I was trying to think of weird simple things that I could try to implement in Solidity. Here is an idea for a game I came up with. It’s inspired by the game of chicken, and also the board game Coup I was playing recently. I am not 100% sure whether it is possible, but I think it might be? If you know more about Solidity / Ethereum than I do, please let me know. Anyway, here is the game.

Let $X$ be the “stakes” of the game.

I start the game by deploying a version of the game’s smart contract and putting in $X$ ETH and revealing the first $K$ bits of my (256-bit) private key.

You can challenge me by also putting up $X$ ETH, and revealing the first $K’ > K$ bits of your private key.

Then, it is my turn again. I have three options. I can:

  1. Raise: deposit another $X$ ETH and reveal $K’’ > K’$ bits.
  2. Fold: give up and concede all the ETH in the contract to you.
  3. Call your bluff: if I do this, I post an additional $X$ ETH and you have to post the rest of your private key (starting with the $K’$ bits currently posted) and a new wallet address.
    • If you were bluffing, I get all the ETH in the contract.
    • If you were telling the truth, you get all the ETH in the contract (sent to the new wallet you posted).

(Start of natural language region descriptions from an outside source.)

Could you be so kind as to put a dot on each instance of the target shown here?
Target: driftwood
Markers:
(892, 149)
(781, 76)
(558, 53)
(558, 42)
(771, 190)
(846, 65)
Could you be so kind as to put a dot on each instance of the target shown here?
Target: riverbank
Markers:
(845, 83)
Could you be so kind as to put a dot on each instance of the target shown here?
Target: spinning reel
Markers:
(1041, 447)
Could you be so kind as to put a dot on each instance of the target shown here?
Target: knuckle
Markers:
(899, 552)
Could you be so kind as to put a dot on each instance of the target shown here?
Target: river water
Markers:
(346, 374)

If I choose to “raise”, the game goes back to you and you have the same choices. The game continues until someone folds or calls a bluff. If someone fails to respond within some amount of time, they automatically concede the game.

Some possible variants:

  • Maybe you can only if you have at least $10X$ ETH in your wallet (to make sure there are “stakes” to revealing your key). This would definitely influence the game payoffs / desirability of bluffing.
  • I’m not sure if you should be able to post a whole new set of bits each round, or just a marginal bit. I think probably the former is more fun to allow for gamesmanship – e.g. if I posted a set of $K$ bits last turn and now I post a new longer set of bits that are not compatible with the set I already posted, you know I must have been lying (or I am lying now!).
  • Maybe the “stakes” to continue should escalate each turn (e.g. on the first round you have to post $X$ ETH, on the second you have to post $2X$ and so on).

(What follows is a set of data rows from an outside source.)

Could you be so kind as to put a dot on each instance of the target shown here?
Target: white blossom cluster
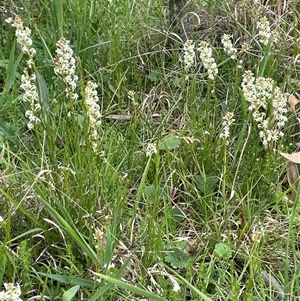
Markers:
(28, 78)
(23, 35)
(228, 46)
(65, 66)
(228, 121)
(207, 60)
(93, 112)
(11, 293)
(189, 54)
(265, 33)
(30, 96)
(263, 96)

I’m not 100% sure about implementing this game on Ethereum, but I think it might be possible. Per some discussion about a similar idea with Kassandra a while back, I think there is also a potential issue with front-running transactions in the mempool in the bluff call situation. For example, if I have to post my full private key to prove that I was not bluffing, then someone else could see that transaction come into the mempool, and then front-run my transaction pretending to be me and claim the ETH in the contract to a new wallet address of their choosing. I am not sure if there might be a fancy zero-knowledge type workaround for this issue. I.e. if you call my bluff, is there a way for me to prove that I am not lying about the bits I have posted so far without having to reveal my whole key for verification?

If you have ideas about this, email me at fossj117 AT gmail DOT com. I haven’t thought about this game too hard (it’s just for fun anyways), so maybe there’s some obvious room for improvement. In general, I do think it’s interesting to chew on the weirdness of private keys (and their continued privacy) being such a central aspect of identity and ownership in the crypto space, and that was part of my wonderings here.